Independentemente dos partidos artísticos aos quais a artista se filia e dos suportes que se apresentam para que com eles seus trabalhos ganhem forma, vale destacar a singularidade do modo de trabalhar de Carolina Botura, já que seu processo criativo, se assim podemos chama-lo, é, digamos, da ordem de uma coletividade ambiental.
Sabemos que um corpo vegetal não pode, pelo menos em sua estrutura anatômica, ser imitado por um corpo animal, já que, enquanto nas plantas “tudo pode derivar de tudo” (o broto é composto de rudimentos das folhas, que podem tornar-se cálices, e cujo princípio, por sua vez, é o mesmo das flores), no animal, ao contrário, não é possível reconduzir ou metamorfosear entre si partes tão díspares quanto nossos órgãos (1). Mas Botura parece ignorar esse fato, preferindo acreditar que “imaginar é se tornar o que se imagina”(2). Mais que tentar fazer equivaler suas estruturas corpóreas às do vegetal, ser planta é, para a artista, fazer o que por excelência a planta faz, aquilo que constitui sua ontologia, que é ser absolutamente permeável em relação ao que a rodeia. “Não se pode separar a planta do mundo que a acolhe.”(3) As plantas são ao mesmo tempo o meio ambiente e a condição para sua existência, já que elas que o tornam habitável, que o tornam ambiente.

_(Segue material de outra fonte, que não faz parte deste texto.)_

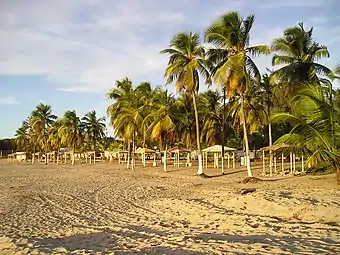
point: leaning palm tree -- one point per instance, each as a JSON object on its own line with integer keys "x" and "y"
{"x": 40, "y": 120}
{"x": 70, "y": 129}
{"x": 210, "y": 107}
{"x": 21, "y": 136}
{"x": 160, "y": 120}
{"x": 186, "y": 63}
{"x": 184, "y": 120}
{"x": 312, "y": 127}
{"x": 239, "y": 72}
{"x": 126, "y": 113}
{"x": 94, "y": 128}
{"x": 298, "y": 53}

E é por um processo análogo a esse que Carolina Botura transforma em arte suas experiências: vivendo a vida de uma atmosfera, fazendo as vezes do ar e de todos os seres que ali estão, certa de que eles não só são a ela absolutamente familiares, como sua composição e sua vida passa por eles na mesma medida que deles depende.
Pensar no processo criativo da artista requer uma superação da noção de gesto criador, pois nesta está contida a ideia de via de um só sentido, de um sujeito que dá vida a um objeto até então inanimado. Ao contrário, os modos de operar de Botura são de outra ordem, a qual poderíamos arriscar nomear como: co-escuta, co-tradução, observação sensível ou retro alimentação, contanto que nunca percamos de vista que se tratam de processos de, no mínimo, dois sentidos: do que vemos e dos que nos olham, ou, melhor ainda, dos que sentem e dos são sentidos. Por isso os trabalhos da artista são experiências em si (com autonomia e para além da experiência que ela tem enquanto, em conjunto com eles, os realiza). A força – pulsão de vida – que incontornavelmente sentimos em suas obras está lá e nos interpela, pois elas, antes de serem pintura, objeto, escultura ou o que for, são presenças-inquietas-vivas. Estar em companhia de um trabalho seu é conversar com ele, ouvi-lo falando, cochichando e também ouvir seu silêncio.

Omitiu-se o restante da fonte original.